Consumer power is high. This implies that consumers in the market have the ability to influence the price of goods and services offered in the industry. The number of firms in the industry gives consumer more bargaining power. Availability of many options also gives consumer more power, as they can easily switch from one brand to another whenever they are dissatisfied with their current supplier (Lynn, 2012). It is imperative for businesses such as Company G to comply with customer demands failure to which they risk losing them to the competition.

Competitive Rivalry

            Competitive rivalry is considerably high in the industry (Thurston, Morris, & Steiman, 2013). Company G faces stiff competition from companies that have been operational in the market for many decades. Equally, its peers are also a challenge to the company G. The company attempts to produce high quality products and services to remain ahead of its competitors. Nevertheless, the competitors are always looking for new ways to improve their edge in the industry. This explains why Company G must revise its strategies from time to time to maintain its competitiveness. Continuous improvement in product quality and design is of the essence.
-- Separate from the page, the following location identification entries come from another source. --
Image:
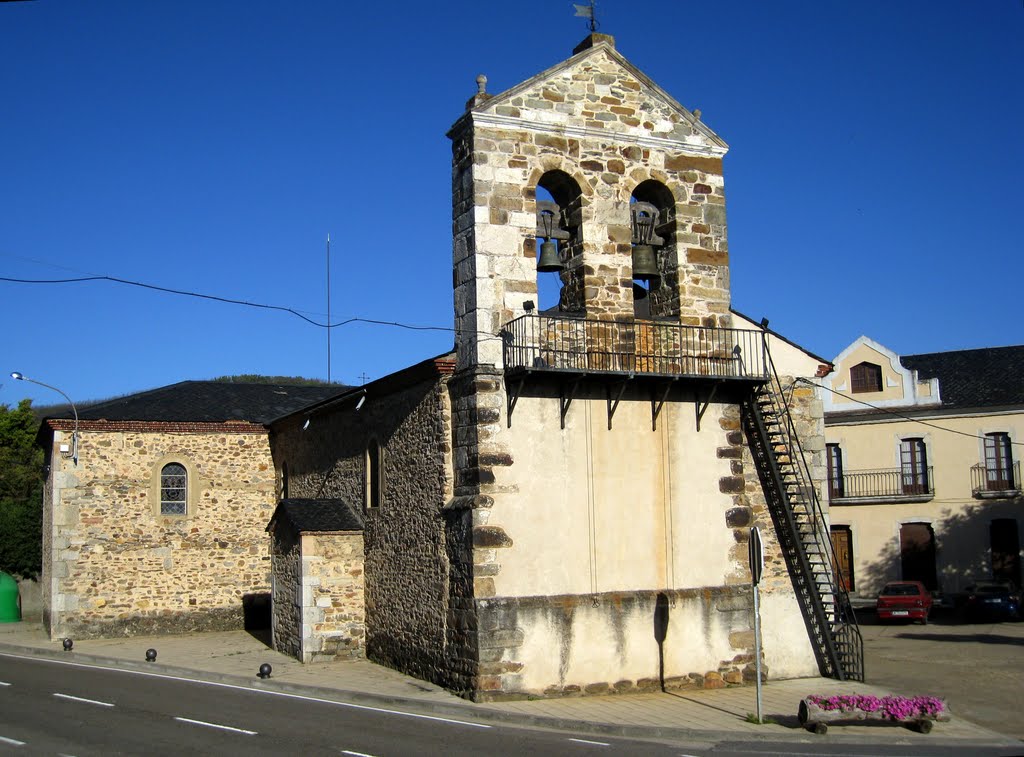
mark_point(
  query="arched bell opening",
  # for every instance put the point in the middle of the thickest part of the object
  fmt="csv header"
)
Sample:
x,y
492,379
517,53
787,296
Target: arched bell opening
x,y
559,279
652,224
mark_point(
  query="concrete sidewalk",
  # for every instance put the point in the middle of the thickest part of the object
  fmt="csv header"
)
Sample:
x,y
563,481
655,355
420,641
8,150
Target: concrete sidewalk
x,y
235,658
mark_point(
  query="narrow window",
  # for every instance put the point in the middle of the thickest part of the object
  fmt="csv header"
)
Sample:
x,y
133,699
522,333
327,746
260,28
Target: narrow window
x,y
374,475
998,462
835,457
865,377
913,466
173,490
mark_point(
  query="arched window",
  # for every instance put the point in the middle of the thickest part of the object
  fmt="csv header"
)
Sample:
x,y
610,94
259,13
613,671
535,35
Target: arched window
x,y
559,280
865,377
173,490
652,224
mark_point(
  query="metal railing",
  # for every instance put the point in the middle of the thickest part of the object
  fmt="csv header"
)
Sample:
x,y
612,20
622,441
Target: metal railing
x,y
539,341
882,482
985,479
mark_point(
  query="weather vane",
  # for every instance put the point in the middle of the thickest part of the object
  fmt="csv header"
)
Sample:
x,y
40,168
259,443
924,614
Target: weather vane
x,y
588,11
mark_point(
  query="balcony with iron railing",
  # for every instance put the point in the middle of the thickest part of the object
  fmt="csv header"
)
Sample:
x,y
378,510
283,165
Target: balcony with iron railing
x,y
561,343
883,485
988,481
Bargaining Power of Suppliers

            Supplier power is moderate. Company G has established healthy relationships with its current suppliers. This has helped it in negotiating fair deals for materials required to produce its products and services. However, different material requirements place the company at a disadvantage in terms of attracting the right suppliers. It is forced to work with many suppliers, which reduce in power in determining the price of materials. Nevertheless, the company can leverage on the relationships created with current suppliers to improve its ability to handle new suppliers.

Threat on New Entrants

            The threat on new entrants is low. The capital required to establish a firm highly regarded as Company G is considerably high. In the same way, a new entrant may be required to spend a lot in marketing to create awareness on its products. Companies currently operating in the market enjoy high levels of customer loyalty. As such, it may be hard for a new entrant to attract consumers to realize high sales and profits (Lynn, 2012). Companies such as G also take advantage of their economies of scale to keep the costs down, hence their ability to offer products that are priced competitively. Typically, new entrants lack such advantages and hence encounter challenges entering the industry.

Threat of Substitutes

The threat of substitutes is high (Thurston, Morris, & Steiman, 2013). There are companies in the industry and other industries that offer products and services that act as substitutes to those provided by Company G. Individual consumers have the freedom to choose between what is provided by the firm and the substitutes. For instance, they can decide to visit an espresso shop to purchase readymade coffee or tea drink. It is essential for the firm to always give its consumers a reason to consume it product as opposed to substitutes.